Hawthorne hitched in a breath. “Are you proposing to me, Paulo?” he asked.

“I’m saying that I want this to be the last time I date anyone. My goal is to be your trophy husband. Maybe not right now, but I’m in this for your heart, for keeps,” Costa replied. “Not just for your ass,” he teased.

“You’re almost a perfect approximation of Mr. Darcy, sometimes,” Hawthorne quipped; Costa at least understood that one. “I accept your terms and invite you to pursue my heart, contingent on the completion of additional successful romantic tasks, to be determined later,” he said. “I promise in return not to make career decisions without you.”

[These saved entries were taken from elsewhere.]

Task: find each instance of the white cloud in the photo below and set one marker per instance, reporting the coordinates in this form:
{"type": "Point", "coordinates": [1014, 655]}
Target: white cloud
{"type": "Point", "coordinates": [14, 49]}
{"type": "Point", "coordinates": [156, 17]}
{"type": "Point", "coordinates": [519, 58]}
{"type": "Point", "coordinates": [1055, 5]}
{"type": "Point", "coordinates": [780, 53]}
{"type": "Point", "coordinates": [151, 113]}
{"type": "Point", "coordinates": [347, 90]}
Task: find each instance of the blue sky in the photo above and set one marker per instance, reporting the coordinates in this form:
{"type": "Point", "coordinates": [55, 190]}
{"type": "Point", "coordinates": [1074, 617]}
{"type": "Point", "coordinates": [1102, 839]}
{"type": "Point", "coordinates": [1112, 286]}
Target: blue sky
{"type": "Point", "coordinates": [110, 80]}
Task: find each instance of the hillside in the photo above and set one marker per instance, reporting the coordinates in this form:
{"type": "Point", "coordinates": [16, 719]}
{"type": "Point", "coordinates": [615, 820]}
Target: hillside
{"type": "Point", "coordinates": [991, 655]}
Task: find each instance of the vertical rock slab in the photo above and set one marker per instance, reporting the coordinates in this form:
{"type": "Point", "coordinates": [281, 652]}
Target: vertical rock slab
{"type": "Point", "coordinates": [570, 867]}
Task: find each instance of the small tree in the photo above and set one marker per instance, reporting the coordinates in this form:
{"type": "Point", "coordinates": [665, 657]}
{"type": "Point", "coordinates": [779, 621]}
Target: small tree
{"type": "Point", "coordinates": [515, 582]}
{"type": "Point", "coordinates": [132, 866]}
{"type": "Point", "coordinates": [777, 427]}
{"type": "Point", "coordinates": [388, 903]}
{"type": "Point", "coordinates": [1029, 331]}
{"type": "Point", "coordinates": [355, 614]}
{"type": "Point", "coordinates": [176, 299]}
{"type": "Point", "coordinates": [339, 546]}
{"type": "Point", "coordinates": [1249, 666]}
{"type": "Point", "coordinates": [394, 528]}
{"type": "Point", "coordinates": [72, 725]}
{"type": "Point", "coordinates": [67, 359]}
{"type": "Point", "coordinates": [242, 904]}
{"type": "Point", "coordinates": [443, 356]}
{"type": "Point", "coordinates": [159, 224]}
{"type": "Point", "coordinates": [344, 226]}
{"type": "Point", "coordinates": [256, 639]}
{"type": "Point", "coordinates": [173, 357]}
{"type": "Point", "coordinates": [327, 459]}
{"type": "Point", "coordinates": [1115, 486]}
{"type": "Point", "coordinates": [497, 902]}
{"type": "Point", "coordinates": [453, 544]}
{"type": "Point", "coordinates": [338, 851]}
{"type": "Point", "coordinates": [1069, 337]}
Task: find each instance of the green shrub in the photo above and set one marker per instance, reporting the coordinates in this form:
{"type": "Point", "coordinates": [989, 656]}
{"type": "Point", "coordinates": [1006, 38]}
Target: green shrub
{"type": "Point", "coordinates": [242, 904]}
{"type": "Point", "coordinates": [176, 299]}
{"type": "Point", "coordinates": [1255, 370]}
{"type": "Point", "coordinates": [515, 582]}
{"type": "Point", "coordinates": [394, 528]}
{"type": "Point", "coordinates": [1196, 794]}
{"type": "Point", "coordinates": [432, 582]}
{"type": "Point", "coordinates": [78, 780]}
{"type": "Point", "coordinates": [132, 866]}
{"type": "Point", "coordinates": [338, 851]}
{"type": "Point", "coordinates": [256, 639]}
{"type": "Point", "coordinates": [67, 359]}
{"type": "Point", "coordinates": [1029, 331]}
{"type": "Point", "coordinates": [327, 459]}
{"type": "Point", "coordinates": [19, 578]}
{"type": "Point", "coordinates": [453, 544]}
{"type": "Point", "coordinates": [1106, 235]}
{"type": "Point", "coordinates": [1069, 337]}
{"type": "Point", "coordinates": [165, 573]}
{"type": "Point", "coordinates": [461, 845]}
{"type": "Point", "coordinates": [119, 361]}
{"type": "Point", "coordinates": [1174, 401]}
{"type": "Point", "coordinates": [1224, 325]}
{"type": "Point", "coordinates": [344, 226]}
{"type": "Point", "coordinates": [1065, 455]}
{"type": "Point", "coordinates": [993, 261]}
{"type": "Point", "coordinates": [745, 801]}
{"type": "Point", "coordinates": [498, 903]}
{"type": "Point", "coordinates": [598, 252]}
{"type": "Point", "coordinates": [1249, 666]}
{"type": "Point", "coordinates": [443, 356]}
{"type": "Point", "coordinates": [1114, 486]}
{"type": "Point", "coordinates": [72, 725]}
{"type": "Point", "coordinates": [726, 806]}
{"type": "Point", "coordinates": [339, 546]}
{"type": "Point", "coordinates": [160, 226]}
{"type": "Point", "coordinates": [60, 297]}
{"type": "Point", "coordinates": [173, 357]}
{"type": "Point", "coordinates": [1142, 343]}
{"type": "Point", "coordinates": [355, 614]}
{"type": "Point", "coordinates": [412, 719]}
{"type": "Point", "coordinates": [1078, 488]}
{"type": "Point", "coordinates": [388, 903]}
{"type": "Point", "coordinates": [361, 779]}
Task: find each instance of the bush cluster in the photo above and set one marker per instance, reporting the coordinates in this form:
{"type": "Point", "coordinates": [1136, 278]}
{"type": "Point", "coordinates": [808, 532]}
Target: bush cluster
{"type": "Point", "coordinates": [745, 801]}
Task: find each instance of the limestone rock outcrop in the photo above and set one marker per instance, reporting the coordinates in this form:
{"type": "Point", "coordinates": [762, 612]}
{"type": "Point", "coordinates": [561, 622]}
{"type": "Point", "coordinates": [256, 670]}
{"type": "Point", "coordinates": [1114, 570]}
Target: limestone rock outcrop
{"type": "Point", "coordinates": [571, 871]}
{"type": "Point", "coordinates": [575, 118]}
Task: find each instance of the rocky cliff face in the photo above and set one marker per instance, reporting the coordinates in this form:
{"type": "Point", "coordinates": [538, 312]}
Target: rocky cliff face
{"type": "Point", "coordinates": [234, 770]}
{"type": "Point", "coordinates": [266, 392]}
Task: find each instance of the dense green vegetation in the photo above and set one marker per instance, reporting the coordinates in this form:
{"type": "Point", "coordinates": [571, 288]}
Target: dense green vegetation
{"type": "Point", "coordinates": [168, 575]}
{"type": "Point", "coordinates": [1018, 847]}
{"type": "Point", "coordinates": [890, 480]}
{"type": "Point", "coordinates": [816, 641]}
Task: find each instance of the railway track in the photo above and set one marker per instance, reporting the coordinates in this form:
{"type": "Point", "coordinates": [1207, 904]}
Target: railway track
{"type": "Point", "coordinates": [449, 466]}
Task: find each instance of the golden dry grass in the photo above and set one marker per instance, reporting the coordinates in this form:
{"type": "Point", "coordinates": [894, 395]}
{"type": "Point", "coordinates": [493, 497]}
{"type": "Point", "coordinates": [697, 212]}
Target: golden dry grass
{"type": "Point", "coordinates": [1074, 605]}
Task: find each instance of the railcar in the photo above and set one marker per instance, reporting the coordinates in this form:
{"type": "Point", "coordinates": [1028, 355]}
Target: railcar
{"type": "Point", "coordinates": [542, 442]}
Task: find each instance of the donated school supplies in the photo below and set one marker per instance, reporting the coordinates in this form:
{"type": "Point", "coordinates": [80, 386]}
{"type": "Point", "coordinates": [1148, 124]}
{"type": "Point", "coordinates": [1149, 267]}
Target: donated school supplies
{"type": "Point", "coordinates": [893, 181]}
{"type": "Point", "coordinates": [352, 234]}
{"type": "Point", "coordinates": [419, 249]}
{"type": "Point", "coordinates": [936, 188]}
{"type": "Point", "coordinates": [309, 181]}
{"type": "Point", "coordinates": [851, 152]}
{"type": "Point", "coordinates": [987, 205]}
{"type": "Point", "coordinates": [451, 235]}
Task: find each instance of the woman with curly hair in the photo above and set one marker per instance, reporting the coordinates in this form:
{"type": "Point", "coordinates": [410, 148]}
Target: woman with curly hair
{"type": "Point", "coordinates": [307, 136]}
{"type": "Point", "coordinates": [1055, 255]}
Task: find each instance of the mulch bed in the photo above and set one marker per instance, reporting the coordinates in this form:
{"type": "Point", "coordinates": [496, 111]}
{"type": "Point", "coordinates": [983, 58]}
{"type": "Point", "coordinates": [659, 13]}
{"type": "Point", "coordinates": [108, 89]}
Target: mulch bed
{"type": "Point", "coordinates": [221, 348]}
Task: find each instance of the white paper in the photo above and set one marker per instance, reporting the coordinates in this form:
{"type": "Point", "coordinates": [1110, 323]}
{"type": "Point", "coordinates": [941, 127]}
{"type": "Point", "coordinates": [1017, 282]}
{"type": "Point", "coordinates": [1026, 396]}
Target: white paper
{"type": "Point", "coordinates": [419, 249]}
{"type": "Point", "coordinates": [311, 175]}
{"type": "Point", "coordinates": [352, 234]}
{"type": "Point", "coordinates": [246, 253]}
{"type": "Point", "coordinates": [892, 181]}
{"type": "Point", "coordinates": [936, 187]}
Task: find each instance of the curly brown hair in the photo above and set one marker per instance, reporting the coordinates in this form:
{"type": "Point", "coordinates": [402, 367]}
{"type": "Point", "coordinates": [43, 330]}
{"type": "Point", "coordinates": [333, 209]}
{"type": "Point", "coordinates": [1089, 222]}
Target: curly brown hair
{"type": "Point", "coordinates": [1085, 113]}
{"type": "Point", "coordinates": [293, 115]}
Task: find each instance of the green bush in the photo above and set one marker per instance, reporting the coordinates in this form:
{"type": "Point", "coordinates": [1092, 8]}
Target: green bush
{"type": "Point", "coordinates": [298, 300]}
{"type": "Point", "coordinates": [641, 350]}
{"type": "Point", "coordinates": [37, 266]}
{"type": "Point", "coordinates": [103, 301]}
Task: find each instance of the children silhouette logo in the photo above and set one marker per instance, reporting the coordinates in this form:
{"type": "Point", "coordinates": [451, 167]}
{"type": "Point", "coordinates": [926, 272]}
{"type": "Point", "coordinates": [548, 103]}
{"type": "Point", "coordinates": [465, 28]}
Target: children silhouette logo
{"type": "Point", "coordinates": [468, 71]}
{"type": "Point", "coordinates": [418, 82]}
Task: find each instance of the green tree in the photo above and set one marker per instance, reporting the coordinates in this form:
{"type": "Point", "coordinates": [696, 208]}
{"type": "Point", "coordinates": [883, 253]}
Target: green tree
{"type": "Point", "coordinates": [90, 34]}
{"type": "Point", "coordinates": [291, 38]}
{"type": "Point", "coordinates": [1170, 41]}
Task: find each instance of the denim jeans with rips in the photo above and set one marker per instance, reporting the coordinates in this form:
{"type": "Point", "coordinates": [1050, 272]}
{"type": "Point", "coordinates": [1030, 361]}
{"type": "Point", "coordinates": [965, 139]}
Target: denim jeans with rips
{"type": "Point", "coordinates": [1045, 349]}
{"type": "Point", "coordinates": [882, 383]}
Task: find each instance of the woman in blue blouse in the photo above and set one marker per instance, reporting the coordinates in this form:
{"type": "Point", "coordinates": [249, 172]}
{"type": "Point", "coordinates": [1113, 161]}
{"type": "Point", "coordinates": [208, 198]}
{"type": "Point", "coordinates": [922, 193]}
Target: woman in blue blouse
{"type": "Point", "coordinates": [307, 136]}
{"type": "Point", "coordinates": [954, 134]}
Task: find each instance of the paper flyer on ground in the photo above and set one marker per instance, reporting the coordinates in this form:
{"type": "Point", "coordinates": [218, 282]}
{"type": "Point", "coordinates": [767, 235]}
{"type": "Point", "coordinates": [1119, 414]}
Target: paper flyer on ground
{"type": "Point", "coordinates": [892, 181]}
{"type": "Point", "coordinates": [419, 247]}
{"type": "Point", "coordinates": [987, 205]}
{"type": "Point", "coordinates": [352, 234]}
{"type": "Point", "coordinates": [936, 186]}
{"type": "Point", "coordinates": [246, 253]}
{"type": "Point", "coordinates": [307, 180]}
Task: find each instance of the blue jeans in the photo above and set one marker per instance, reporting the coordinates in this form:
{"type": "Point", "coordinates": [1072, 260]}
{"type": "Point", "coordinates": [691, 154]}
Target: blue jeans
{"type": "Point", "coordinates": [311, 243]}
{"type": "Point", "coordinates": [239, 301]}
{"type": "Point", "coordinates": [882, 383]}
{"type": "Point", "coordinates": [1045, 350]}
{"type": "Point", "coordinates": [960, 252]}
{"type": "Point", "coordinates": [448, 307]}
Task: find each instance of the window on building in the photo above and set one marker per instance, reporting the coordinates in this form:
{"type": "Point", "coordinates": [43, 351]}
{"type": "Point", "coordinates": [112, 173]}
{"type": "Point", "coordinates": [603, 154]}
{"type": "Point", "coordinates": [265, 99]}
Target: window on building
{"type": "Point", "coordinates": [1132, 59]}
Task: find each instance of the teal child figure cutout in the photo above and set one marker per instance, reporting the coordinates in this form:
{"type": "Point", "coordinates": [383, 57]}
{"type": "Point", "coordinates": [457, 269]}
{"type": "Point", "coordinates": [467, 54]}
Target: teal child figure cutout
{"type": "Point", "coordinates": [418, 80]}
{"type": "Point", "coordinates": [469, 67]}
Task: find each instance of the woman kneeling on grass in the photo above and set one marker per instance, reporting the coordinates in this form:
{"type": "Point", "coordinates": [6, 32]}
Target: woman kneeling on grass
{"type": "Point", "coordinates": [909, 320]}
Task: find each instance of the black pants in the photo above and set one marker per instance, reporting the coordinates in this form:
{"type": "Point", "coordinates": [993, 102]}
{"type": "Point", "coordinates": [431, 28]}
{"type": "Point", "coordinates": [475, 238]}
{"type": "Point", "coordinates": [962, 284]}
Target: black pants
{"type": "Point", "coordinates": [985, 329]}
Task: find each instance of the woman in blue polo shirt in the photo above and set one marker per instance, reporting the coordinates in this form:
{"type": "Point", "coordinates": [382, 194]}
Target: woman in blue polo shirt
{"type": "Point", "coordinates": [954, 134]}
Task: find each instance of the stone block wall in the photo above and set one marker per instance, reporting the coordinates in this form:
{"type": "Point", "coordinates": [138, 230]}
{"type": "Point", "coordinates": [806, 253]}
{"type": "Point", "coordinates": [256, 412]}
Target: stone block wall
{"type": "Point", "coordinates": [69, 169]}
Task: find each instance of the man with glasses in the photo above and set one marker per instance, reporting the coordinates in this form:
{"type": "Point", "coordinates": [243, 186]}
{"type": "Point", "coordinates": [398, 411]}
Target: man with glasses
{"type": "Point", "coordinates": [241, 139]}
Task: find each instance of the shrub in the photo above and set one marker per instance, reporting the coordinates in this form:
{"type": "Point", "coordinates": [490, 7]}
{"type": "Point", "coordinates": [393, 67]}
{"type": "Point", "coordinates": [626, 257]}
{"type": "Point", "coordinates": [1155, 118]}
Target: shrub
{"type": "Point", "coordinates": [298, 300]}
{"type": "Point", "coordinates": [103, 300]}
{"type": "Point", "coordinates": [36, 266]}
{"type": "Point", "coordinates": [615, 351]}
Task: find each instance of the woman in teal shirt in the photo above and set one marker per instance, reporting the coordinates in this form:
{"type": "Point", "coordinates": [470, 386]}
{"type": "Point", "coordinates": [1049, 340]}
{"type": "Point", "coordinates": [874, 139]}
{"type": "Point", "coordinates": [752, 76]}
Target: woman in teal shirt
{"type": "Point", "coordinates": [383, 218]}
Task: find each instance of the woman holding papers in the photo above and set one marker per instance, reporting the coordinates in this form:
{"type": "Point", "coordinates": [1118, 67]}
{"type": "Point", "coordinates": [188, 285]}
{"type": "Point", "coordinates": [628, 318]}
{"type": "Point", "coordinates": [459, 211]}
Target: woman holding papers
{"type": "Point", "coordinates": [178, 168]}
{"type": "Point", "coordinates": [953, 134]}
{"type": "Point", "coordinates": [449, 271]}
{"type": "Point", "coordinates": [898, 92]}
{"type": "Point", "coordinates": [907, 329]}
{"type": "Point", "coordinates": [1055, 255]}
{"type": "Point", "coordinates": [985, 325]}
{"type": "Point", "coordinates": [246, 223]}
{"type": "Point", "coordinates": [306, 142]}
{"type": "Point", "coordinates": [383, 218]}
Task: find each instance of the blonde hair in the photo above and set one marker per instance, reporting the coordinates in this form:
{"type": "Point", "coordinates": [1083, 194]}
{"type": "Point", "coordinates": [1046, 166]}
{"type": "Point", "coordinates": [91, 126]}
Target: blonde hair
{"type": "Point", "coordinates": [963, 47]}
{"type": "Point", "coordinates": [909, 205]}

Hawthorne surprised Costa by standing up and moving over to sit on his lap. He kissed him gently on the lips and then went back to his seat. The whole conversation made Costa feel warm and tingly, but that last exchange was simply the cherry on top.

“The captain said no funny business,” Costa teased. He checked the chronometer and saw that they had at least 2.5 hours of flight time remaining. “But, we could get that nap you wanted done and dusted.

A few minutes later, the two officers were curled up together on a pair of camping mattresses in the center of the shuttle’s cockpit. They fell asleep immediately, their bodies both ready for a tiny bit of respite together before tackling the mysteries that lay in Gamma Aquarii.